Mami preparava a janta, usando uma espátula para mover o peixe com maestria. Um observador diria que ela estaria concentrada no que estava fazendo, mas a verdade é que sua mente estava em outro lugar.

As panelinhas já estão formadas na minha sala.

Ela colocou um pouco mais de óleo no tacho.

Eu não consegui me aproximar de ninguém em Shirome. Na verdade, uma pessoa se aproximou de mim.

As chamas cresceram enquanto ela regulava o queimador.

Mas Sasa-san é do ensino fundamental. Se ela quer uma senpai em quem confiar, eu não posso depender dela. Eu preciso estabelecer uma posição social na escola.

A aparência do peixe já estava ficando boa, era hora de dar um toque especial. Quando foi ver o topo do balcão, contudo, percebeu a ausência do que precisava. “Ora! Eu esqueci de pegar o molho.” Enquanto continuava a mexer a fritura, ela abriu um dos armarinhos para procurar.

Talvez um clube da escola? Sim, um clube. Eu irei interagir com garotas de todas as idades. Shirome deve ter uma para chá. Eu devo ter habilidades suficientes para me aceitarem, elas não deverão se importar que eu sou uma transferida.

Mais sorridente com a conclusão que teve, Mami encontrou o frasco com o molho, mas um forte cheiro de queimado invadiu suas narinas. Amaldiçoando o seu lapso, ela checou o que havia acontecido com o peixe.

A mão que segurava a espátula estava em chamas.
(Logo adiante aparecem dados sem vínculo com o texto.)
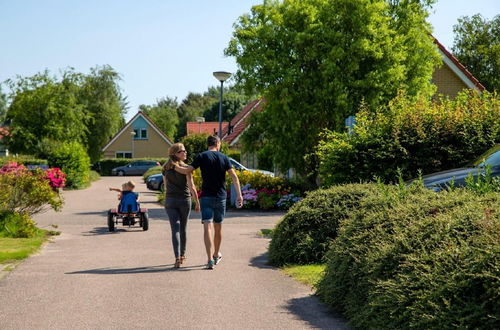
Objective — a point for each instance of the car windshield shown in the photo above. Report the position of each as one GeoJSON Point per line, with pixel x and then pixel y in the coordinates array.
{"type": "Point", "coordinates": [490, 157]}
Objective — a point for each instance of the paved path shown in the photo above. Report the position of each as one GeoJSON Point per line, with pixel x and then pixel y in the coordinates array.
{"type": "Point", "coordinates": [88, 278]}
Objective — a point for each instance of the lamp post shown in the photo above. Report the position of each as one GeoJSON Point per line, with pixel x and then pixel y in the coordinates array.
{"type": "Point", "coordinates": [221, 76]}
{"type": "Point", "coordinates": [133, 136]}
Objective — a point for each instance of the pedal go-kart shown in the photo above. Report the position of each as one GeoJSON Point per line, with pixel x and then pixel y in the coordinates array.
{"type": "Point", "coordinates": [128, 215]}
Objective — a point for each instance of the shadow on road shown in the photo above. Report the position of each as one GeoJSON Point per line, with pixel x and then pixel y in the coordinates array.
{"type": "Point", "coordinates": [138, 270]}
{"type": "Point", "coordinates": [311, 310]}
{"type": "Point", "coordinates": [261, 261]}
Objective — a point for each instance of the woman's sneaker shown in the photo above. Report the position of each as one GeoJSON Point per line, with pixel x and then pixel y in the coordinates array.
{"type": "Point", "coordinates": [217, 259]}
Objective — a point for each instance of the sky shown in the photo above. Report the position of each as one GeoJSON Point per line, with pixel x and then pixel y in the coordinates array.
{"type": "Point", "coordinates": [160, 47]}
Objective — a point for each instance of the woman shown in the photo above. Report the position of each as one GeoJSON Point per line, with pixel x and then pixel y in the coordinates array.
{"type": "Point", "coordinates": [180, 189]}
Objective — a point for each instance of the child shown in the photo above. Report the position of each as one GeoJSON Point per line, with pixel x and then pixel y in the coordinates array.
{"type": "Point", "coordinates": [128, 198]}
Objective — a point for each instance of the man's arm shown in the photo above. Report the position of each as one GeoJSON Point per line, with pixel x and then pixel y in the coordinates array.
{"type": "Point", "coordinates": [236, 183]}
{"type": "Point", "coordinates": [184, 170]}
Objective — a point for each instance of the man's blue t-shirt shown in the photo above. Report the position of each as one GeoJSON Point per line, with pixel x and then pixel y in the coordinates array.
{"type": "Point", "coordinates": [213, 165]}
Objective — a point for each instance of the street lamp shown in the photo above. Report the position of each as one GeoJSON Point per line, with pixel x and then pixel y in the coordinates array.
{"type": "Point", "coordinates": [133, 136]}
{"type": "Point", "coordinates": [221, 76]}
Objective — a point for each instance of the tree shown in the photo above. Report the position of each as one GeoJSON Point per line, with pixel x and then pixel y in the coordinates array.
{"type": "Point", "coordinates": [3, 105]}
{"type": "Point", "coordinates": [44, 108]}
{"type": "Point", "coordinates": [102, 100]}
{"type": "Point", "coordinates": [477, 47]}
{"type": "Point", "coordinates": [164, 115]}
{"type": "Point", "coordinates": [317, 61]}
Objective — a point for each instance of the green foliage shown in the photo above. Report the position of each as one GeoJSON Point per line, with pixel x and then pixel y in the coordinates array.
{"type": "Point", "coordinates": [44, 108]}
{"type": "Point", "coordinates": [412, 136]}
{"type": "Point", "coordinates": [305, 233]}
{"type": "Point", "coordinates": [100, 95]}
{"type": "Point", "coordinates": [417, 261]}
{"type": "Point", "coordinates": [17, 225]}
{"type": "Point", "coordinates": [27, 192]}
{"type": "Point", "coordinates": [87, 109]}
{"type": "Point", "coordinates": [316, 61]}
{"type": "Point", "coordinates": [477, 47]}
{"type": "Point", "coordinates": [72, 159]}
{"type": "Point", "coordinates": [106, 165]}
{"type": "Point", "coordinates": [152, 171]}
{"type": "Point", "coordinates": [164, 115]}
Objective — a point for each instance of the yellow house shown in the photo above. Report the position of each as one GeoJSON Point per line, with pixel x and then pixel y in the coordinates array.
{"type": "Point", "coordinates": [139, 138]}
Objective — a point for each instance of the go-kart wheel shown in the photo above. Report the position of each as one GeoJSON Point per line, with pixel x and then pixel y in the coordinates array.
{"type": "Point", "coordinates": [111, 222]}
{"type": "Point", "coordinates": [145, 221]}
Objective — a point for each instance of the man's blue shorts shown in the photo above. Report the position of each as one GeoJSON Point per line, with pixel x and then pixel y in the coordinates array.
{"type": "Point", "coordinates": [212, 209]}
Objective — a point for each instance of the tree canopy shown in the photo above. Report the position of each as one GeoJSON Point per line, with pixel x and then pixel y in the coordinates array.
{"type": "Point", "coordinates": [317, 61]}
{"type": "Point", "coordinates": [477, 47]}
{"type": "Point", "coordinates": [87, 109]}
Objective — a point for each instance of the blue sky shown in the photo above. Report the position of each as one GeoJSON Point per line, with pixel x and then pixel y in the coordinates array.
{"type": "Point", "coordinates": [160, 47]}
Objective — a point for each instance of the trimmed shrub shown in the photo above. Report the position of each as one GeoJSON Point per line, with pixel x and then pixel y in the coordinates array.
{"type": "Point", "coordinates": [305, 233]}
{"type": "Point", "coordinates": [417, 261]}
{"type": "Point", "coordinates": [412, 136]}
{"type": "Point", "coordinates": [72, 159]}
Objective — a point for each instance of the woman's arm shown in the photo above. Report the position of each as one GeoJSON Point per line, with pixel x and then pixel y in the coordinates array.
{"type": "Point", "coordinates": [194, 193]}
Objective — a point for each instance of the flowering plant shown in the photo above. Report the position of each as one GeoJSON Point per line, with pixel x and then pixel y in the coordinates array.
{"type": "Point", "coordinates": [56, 177]}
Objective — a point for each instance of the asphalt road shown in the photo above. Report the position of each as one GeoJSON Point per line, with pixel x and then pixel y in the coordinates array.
{"type": "Point", "coordinates": [89, 278]}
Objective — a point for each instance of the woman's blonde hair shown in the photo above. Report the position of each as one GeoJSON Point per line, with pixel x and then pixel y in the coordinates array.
{"type": "Point", "coordinates": [172, 155]}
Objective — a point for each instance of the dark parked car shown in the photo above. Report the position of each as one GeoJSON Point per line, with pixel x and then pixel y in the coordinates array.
{"type": "Point", "coordinates": [155, 182]}
{"type": "Point", "coordinates": [135, 168]}
{"type": "Point", "coordinates": [442, 180]}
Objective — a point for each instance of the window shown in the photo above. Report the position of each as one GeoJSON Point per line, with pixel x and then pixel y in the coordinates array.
{"type": "Point", "coordinates": [123, 154]}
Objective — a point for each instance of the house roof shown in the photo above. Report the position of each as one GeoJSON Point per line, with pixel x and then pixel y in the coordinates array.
{"type": "Point", "coordinates": [211, 127]}
{"type": "Point", "coordinates": [240, 122]}
{"type": "Point", "coordinates": [127, 125]}
{"type": "Point", "coordinates": [454, 64]}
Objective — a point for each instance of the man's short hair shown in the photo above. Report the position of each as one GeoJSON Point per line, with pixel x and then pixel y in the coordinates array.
{"type": "Point", "coordinates": [212, 140]}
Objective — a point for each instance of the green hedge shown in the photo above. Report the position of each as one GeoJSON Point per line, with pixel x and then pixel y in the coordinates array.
{"type": "Point", "coordinates": [412, 136]}
{"type": "Point", "coordinates": [104, 166]}
{"type": "Point", "coordinates": [417, 261]}
{"type": "Point", "coordinates": [305, 233]}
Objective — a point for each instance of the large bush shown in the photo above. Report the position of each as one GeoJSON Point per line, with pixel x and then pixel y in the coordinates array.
{"type": "Point", "coordinates": [419, 260]}
{"type": "Point", "coordinates": [412, 136]}
{"type": "Point", "coordinates": [305, 233]}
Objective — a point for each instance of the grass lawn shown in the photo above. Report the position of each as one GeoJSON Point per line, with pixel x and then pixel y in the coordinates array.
{"type": "Point", "coordinates": [20, 248]}
{"type": "Point", "coordinates": [308, 274]}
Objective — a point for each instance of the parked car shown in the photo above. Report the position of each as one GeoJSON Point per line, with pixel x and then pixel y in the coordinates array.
{"type": "Point", "coordinates": [138, 167]}
{"type": "Point", "coordinates": [155, 182]}
{"type": "Point", "coordinates": [240, 167]}
{"type": "Point", "coordinates": [442, 180]}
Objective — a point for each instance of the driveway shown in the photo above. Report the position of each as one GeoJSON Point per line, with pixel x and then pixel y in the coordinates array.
{"type": "Point", "coordinates": [89, 278]}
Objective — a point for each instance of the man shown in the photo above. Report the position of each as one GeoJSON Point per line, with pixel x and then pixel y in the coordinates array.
{"type": "Point", "coordinates": [213, 165]}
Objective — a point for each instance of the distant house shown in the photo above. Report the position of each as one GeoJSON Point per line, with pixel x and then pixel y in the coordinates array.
{"type": "Point", "coordinates": [4, 152]}
{"type": "Point", "coordinates": [211, 127]}
{"type": "Point", "coordinates": [452, 77]}
{"type": "Point", "coordinates": [139, 138]}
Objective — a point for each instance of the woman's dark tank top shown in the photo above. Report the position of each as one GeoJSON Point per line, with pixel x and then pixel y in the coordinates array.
{"type": "Point", "coordinates": [177, 186]}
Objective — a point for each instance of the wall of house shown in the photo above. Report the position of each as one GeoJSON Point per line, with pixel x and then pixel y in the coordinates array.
{"type": "Point", "coordinates": [447, 82]}
{"type": "Point", "coordinates": [153, 146]}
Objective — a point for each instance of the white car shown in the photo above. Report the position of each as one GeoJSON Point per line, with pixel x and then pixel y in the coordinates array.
{"type": "Point", "coordinates": [238, 166]}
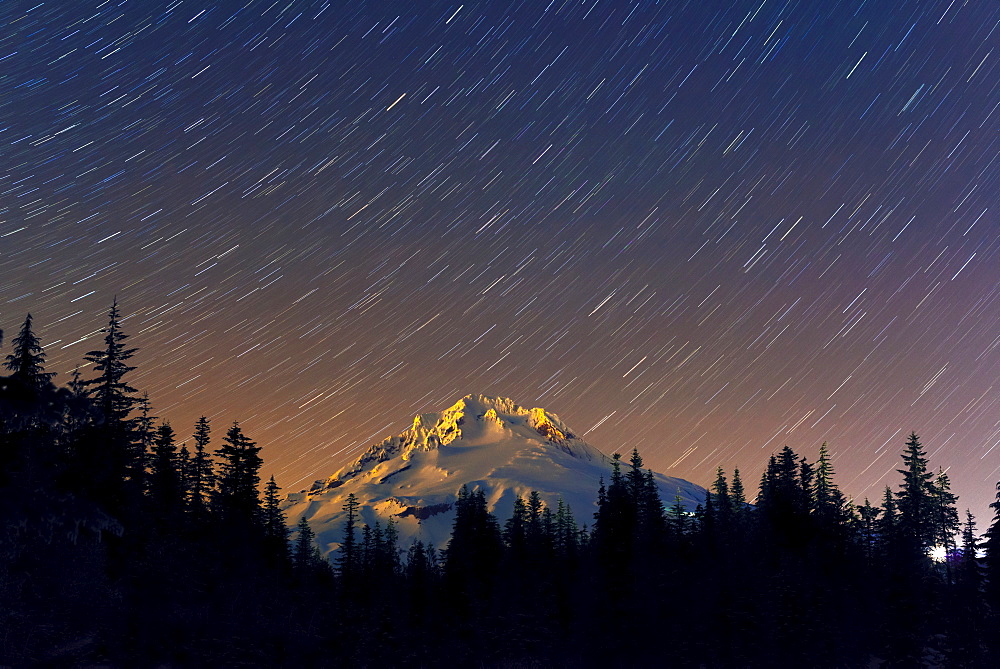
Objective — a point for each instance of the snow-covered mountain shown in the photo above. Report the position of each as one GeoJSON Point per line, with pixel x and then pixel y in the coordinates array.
{"type": "Point", "coordinates": [489, 443]}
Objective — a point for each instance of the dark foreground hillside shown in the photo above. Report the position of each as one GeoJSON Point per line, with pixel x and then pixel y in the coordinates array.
{"type": "Point", "coordinates": [120, 548]}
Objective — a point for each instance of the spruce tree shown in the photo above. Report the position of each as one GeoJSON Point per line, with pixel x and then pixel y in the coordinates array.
{"type": "Point", "coordinates": [737, 493]}
{"type": "Point", "coordinates": [721, 501]}
{"type": "Point", "coordinates": [945, 523]}
{"type": "Point", "coordinates": [275, 530]}
{"type": "Point", "coordinates": [27, 361]}
{"type": "Point", "coordinates": [237, 498]}
{"type": "Point", "coordinates": [113, 396]}
{"type": "Point", "coordinates": [348, 561]}
{"type": "Point", "coordinates": [305, 556]}
{"type": "Point", "coordinates": [827, 499]}
{"type": "Point", "coordinates": [991, 560]}
{"type": "Point", "coordinates": [915, 498]}
{"type": "Point", "coordinates": [202, 471]}
{"type": "Point", "coordinates": [164, 480]}
{"type": "Point", "coordinates": [114, 474]}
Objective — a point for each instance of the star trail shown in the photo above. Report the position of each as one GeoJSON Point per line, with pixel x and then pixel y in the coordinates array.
{"type": "Point", "coordinates": [705, 229]}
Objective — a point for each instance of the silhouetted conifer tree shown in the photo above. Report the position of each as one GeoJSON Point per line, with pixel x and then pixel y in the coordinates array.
{"type": "Point", "coordinates": [202, 478]}
{"type": "Point", "coordinates": [348, 563]}
{"type": "Point", "coordinates": [27, 361]}
{"type": "Point", "coordinates": [165, 487]}
{"type": "Point", "coordinates": [275, 529]}
{"type": "Point", "coordinates": [112, 462]}
{"type": "Point", "coordinates": [237, 498]}
{"type": "Point", "coordinates": [916, 499]}
{"type": "Point", "coordinates": [306, 556]}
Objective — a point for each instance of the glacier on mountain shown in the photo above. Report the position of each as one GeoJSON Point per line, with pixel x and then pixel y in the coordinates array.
{"type": "Point", "coordinates": [489, 443]}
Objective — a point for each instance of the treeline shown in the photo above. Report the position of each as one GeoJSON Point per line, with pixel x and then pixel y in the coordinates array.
{"type": "Point", "coordinates": [120, 547]}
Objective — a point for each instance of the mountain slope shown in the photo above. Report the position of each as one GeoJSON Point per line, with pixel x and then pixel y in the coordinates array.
{"type": "Point", "coordinates": [485, 442]}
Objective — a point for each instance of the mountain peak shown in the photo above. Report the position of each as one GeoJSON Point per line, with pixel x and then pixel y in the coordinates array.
{"type": "Point", "coordinates": [473, 421]}
{"type": "Point", "coordinates": [488, 443]}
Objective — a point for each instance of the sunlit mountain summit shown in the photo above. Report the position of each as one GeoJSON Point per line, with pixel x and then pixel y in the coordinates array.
{"type": "Point", "coordinates": [487, 443]}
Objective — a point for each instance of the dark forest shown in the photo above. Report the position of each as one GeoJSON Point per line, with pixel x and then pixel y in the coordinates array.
{"type": "Point", "coordinates": [118, 547]}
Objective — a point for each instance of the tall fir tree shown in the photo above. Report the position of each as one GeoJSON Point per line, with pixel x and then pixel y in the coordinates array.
{"type": "Point", "coordinates": [916, 498]}
{"type": "Point", "coordinates": [348, 562]}
{"type": "Point", "coordinates": [114, 397]}
{"type": "Point", "coordinates": [165, 487]}
{"type": "Point", "coordinates": [306, 557]}
{"type": "Point", "coordinates": [27, 361]}
{"type": "Point", "coordinates": [737, 493]}
{"type": "Point", "coordinates": [945, 522]}
{"type": "Point", "coordinates": [237, 497]}
{"type": "Point", "coordinates": [202, 478]}
{"type": "Point", "coordinates": [116, 474]}
{"type": "Point", "coordinates": [828, 501]}
{"type": "Point", "coordinates": [275, 528]}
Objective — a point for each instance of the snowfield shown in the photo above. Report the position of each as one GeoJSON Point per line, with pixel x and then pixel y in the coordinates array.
{"type": "Point", "coordinates": [489, 443]}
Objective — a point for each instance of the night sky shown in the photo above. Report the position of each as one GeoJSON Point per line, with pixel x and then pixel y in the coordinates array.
{"type": "Point", "coordinates": [706, 229]}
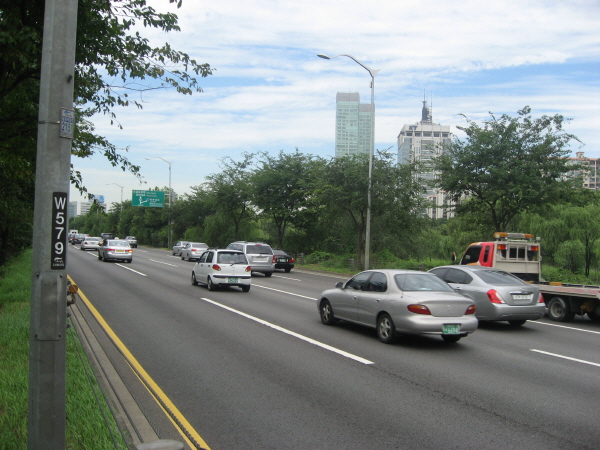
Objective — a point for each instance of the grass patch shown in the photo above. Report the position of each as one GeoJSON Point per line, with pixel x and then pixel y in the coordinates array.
{"type": "Point", "coordinates": [90, 424]}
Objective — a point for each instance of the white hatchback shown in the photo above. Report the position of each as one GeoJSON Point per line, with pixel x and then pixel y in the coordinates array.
{"type": "Point", "coordinates": [219, 267]}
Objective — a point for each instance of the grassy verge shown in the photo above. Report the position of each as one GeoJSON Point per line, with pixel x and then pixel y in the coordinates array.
{"type": "Point", "coordinates": [90, 425]}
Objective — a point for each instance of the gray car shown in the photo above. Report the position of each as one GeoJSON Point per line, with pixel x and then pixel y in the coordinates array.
{"type": "Point", "coordinates": [399, 301]}
{"type": "Point", "coordinates": [259, 254]}
{"type": "Point", "coordinates": [193, 250]}
{"type": "Point", "coordinates": [498, 295]}
{"type": "Point", "coordinates": [115, 249]}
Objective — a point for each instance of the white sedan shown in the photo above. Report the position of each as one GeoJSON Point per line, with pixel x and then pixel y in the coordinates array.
{"type": "Point", "coordinates": [217, 268]}
{"type": "Point", "coordinates": [400, 302]}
“Ah?!” Mami soltou a espátula e afastou a mão do queimador. O movimento fez com que as labaredas ganhassem força, ameaçando a alcançar o braço. Ela correu até a pia e abriu a torneira, fazendo muita fumaça enquanto o fogo se apagava.

Era o fim do susto, mas não da inquietação. Em nenhum momento ela sentira dor. Os dedos da mão agora eram pedaços suspensos de pano carbonizados e era possível distinguir a extensão da ‘queimadura’, onde haviam laços entrelaçados que perderam sua capacidade de mimetizar a pele. Enquanto tentava mover a mão, pequenos laços começaram a brotar e envolvê-la.

“Mami?”

Era Nagisa. Ela rapidamente colocou uma luva e voltou para o fogão, apagando o queimador.

“Aconteceu alguma coisa?” A garota apareceu na cozinha, logo fazendo uma careta. “Que cheiro de queimado...”

“Sim, eu acabei queimando o peixe.” Com a espátula, Mami levantou o filé que estava no tacho, revelando a parte escurecida. “Uma pena...”

“Não parece muito queimado.” Nagisa cheirou. “e esse cheiro... não é de comida queimada.”

“Oh... bem...” Mami deu um sorriso sem graça. “Por acidente, eu acabei queimando uma de minhas luvas também e tive que trocar”

“Nossa!”

“Pois é...” Mami colocou o tacho sobre o balcão. “Hoje não é o meu dia na cozinha.”

Nagisa assentiu. “Hmm... Mami, posso lhe perguntar uma coisa?”

A loira estava checando os armarinhos por novos ingredientes. “O que seria? Queijo?”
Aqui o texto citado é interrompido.